Inhibitory effects of isoflavones on nitric oxide- or peroxynitrite-mediated DNA damage in RAW 264.7 cells and φX174 DNA

Abstract

The inhibitory effects of isoflavones (genistin, daidzin and their aglycones genistein, daidzein) on sodium nitroprusside (SNP; nitric oxide donor)- or peroxynitrite-mediated DNA damage in intact cells and in plasmid DNA was investigated. RAW 264.7 cells, a murine macrophage cell line, are capable of producing nitric oxide and superoxide anion. However, macrophages themselves are also shown to be more sensitive to nitric oxide or peroxynitrite, and were therefore used in these studies. Results from single-cell gel electrophoresis (the comet assay) showed that these isoflavones, at the concerning of 25–200 μ m, inhibited the induction of nitric oxide- or peroxynitrite-mediated macrophage genotoxicity, with genistein showing the greatest inhibition. Genistein and daidzein, at a concentration of 1–25 μm, dose-dependently inhibited peroxynitrite-induced φX174 DNA degradation based on the results of agarose gel electrophoretic analysis. Although SNP could increase the cellular GSH level, no significant differences in the glutathione content or the GSH:GSSG ratio were observed for genistein and daidzein in the presence or absence of SNP as compared with SNP-only treated RAW 264.7 cells. Exposure of RAW 264.7 cells to SNP caused the enzyme activities of GSH peroxidase, GSH reductase and catalase decrease to 44, 20 and 34% of that of untreated cells, respectively.
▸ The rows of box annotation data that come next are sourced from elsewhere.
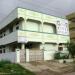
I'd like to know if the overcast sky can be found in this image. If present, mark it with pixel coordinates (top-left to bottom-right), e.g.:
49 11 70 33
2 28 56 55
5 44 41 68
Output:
0 0 75 20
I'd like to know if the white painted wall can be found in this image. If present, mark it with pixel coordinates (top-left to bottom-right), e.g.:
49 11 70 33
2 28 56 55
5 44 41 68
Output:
0 49 20 63
26 49 29 62
26 21 40 31
0 52 16 62
43 24 55 33
44 44 58 60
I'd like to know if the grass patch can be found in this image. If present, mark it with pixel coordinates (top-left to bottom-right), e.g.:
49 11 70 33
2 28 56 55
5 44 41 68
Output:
0 61 35 75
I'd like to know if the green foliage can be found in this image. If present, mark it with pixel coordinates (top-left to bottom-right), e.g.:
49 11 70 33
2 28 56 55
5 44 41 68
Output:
0 60 35 75
54 52 69 59
67 42 75 58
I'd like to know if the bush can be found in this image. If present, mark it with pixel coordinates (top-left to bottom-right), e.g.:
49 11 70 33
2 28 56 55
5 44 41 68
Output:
0 60 11 67
54 52 69 59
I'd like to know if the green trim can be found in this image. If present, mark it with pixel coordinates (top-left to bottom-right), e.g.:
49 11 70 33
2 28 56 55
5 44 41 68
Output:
19 29 69 36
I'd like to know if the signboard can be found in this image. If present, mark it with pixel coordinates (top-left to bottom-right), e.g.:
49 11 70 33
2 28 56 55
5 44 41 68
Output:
18 36 28 43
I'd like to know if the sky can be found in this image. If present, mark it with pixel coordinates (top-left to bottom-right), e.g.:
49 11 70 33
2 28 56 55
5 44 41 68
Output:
0 0 75 20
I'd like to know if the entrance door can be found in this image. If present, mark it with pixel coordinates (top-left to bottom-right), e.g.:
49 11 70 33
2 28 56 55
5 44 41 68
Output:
44 44 57 60
29 50 43 61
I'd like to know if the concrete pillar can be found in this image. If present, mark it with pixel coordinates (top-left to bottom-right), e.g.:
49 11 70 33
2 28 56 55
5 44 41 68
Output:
21 43 25 50
20 43 26 63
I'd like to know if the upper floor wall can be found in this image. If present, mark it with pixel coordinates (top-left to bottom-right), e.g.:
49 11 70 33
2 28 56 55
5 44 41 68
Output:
18 8 69 35
0 8 69 35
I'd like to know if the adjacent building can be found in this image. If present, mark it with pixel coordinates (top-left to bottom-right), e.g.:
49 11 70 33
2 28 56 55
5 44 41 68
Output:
0 8 70 62
66 13 75 42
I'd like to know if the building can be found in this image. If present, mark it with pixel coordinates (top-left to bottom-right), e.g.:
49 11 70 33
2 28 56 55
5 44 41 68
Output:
0 8 69 62
66 13 75 42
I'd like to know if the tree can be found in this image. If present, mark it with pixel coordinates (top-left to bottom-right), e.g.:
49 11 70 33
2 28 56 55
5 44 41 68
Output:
67 42 75 59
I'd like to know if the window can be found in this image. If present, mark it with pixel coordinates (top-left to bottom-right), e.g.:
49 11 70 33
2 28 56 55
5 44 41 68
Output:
43 22 56 33
16 26 19 30
26 20 40 31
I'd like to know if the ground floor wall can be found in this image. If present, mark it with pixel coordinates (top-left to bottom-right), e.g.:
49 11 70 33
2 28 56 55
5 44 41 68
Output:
1 42 67 62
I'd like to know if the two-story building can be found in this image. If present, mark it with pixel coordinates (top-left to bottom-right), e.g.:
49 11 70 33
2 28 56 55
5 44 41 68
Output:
0 8 69 62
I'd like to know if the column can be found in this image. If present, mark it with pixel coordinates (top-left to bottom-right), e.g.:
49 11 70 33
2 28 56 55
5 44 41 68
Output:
20 43 26 63
21 43 25 50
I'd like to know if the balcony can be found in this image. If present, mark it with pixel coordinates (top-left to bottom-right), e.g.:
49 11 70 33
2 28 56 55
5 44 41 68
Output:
18 30 69 43
0 30 69 45
0 31 17 45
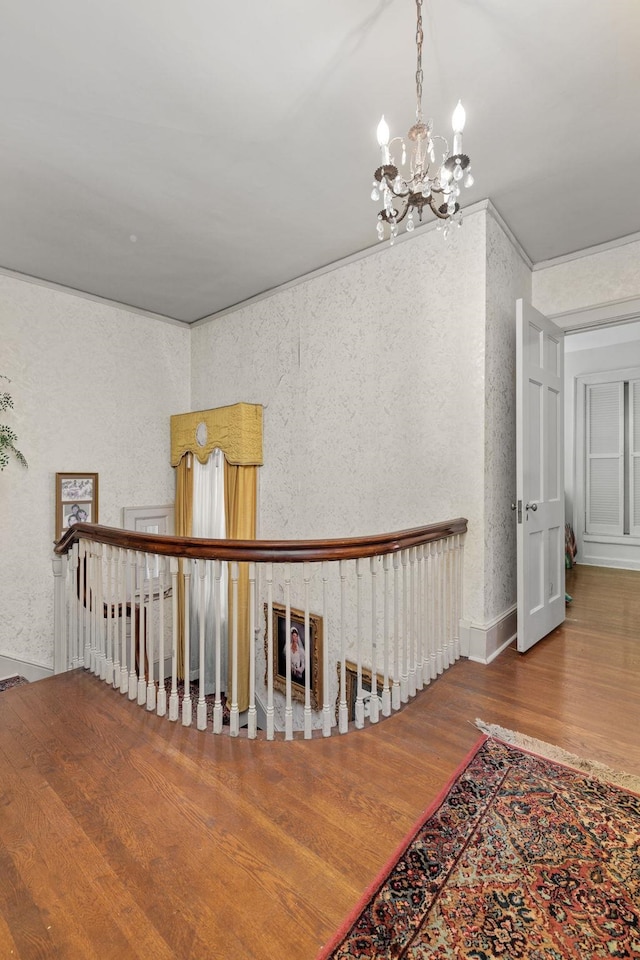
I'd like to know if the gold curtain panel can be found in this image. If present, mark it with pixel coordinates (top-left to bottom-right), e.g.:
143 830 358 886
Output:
171 403 263 467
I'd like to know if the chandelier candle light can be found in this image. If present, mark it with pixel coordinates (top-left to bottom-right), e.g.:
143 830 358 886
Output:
371 0 473 243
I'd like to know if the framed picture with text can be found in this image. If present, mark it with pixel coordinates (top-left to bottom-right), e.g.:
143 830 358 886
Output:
56 473 98 540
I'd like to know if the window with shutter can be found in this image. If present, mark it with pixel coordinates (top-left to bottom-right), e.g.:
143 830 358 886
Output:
628 380 640 537
585 381 624 536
On the contrary, exposure of RAW 264.7 cells to SNP in the presence of 100 μm of genistein or daidzein caused the enzyme activities of GSH peroxidase, GSH reductase and catalase decrease to 18, 9 and 12% (genistein) or 13, 9 and 19% (daidzein) of that of untreated cells, respectively. These results suggest that the inhibition by isoflavones of SNP- or peroxynitrite- mediated DNA damage could be attributed to their nitric oxide or peroxynitrite scavenging activities and their prevention of antioxidant enzyme inactivation.